Every objection answered.
"You're not doing MLOps. You're doing software engineering with some extra JSON files. Renaming it MLOps is resume padding."
Call it "Prompt Engineering" and skip the MLOps framing entirely. Simpler, less contestable.
MLOps is fundamentally the discipline of keeping ML-powered systems reliable in production. The specific implementation — whether weights or prompts encode the intelligence — is secondary. This pipeline has the same operational risks as a traditionally trained system: output can degrade, the "model" (prompt) can be changed with unintended consequences, the inference backend can change, and there is no natural audit trail without deliberate instrumentation. The MLOps tooling — prompt registry, eval harness, drift detection, upgrade protocol — addresses exactly these risks. The framing is accurate. The artefacts are different; the concerns are identical.
The analogy between prompts and model weights is imperfect — prompts are interpretable and editable in a way weights are not. The governance process is less formal than full MLOps. These limitations are documented in the Glossary under "Prompt Governance."
"A 50-fixture eval set has no statistical power. You cannot draw meaningful conclusions from it. A model that passes 50 fixtures could still fail catastrophically on production inputs."
Expand to 500+ fixtures. More data = more confidence. Harder to argue with.
The eval harness serves a different purpose than a held-out test set in a supervised learning context. It is not measuring generalisation from a large sample — it is verifying that specific, documented behaviours are preserved across prompt changes. The 50 fixtures are carefully constructed to cover all 10 rule categories, all failure modes documented in known_failure_modes in each prompt file, and edge cases identified in production sessions. This is a specification-driven test suite, not a statistical sample. Expanding to 500 fixtures would mostly add redundant coverage of already-tested cases. The investment is in fixture quality and coverage of known failure modes, not fixture quantity.

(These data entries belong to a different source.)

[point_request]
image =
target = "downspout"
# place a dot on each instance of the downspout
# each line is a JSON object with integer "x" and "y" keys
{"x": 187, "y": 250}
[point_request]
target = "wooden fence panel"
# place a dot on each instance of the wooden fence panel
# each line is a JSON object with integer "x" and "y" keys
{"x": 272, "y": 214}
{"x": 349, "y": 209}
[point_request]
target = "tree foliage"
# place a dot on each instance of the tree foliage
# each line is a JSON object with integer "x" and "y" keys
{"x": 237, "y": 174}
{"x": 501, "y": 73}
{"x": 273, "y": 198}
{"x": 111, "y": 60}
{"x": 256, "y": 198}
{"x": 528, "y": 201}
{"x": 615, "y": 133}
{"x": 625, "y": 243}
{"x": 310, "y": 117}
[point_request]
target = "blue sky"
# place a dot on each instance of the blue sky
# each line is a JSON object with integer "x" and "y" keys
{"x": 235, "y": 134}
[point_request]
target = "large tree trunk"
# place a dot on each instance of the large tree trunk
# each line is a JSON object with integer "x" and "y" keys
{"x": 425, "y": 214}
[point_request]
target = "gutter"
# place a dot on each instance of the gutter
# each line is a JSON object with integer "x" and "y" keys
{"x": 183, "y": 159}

The eval set will not catch novel failure modes on production inputs that don't resemble any fixture. This is mitigated by the session log drift monitoring — production failures surface as quality degradation signals even if the eval set didn't predict them. The eval set prevents regressions on known behaviours; the drift monitor catches new failures in production.
"Your drift detection relies on session logs stored in the writer's browser. If she clears her cache, you lose your entire drift signal. You have no production telemetry."
Send anonymised session metrics to a free-tier telemetry service (PostHog, Plausible). Reliable, persistent drift signal without depending on browser storage.
AR-03 (client-side only — no backend) and C-03 (no workflow disruption) are binding constraints. Sending session metrics to a telemetry service — even anonymised — crosses the "no data leaves the browser" guarantee. Enterprise writers operate in environments with data governance policies. A tool that sends telemetry, even without document content, could be blocked by IT policy and undermine the enterprise adoption argument. The architectural integrity of the zero-server guarantee is worth more than the operational convenience of external drift monitoring. The drift detection is therefore self-hosted: visible to Maya, voluntary, and entirely within her browser. It is imperfect telemetry by design, and that is documented.
Drift detection depends on Maya's session history being intact in IndexedDB. If she clears browser data, the drift baseline resets. The eval harness (run on prompt changes) provides the primary quality gate — session log drift monitoring is a secondary signal, not the primary defence. The limitation is disclosed.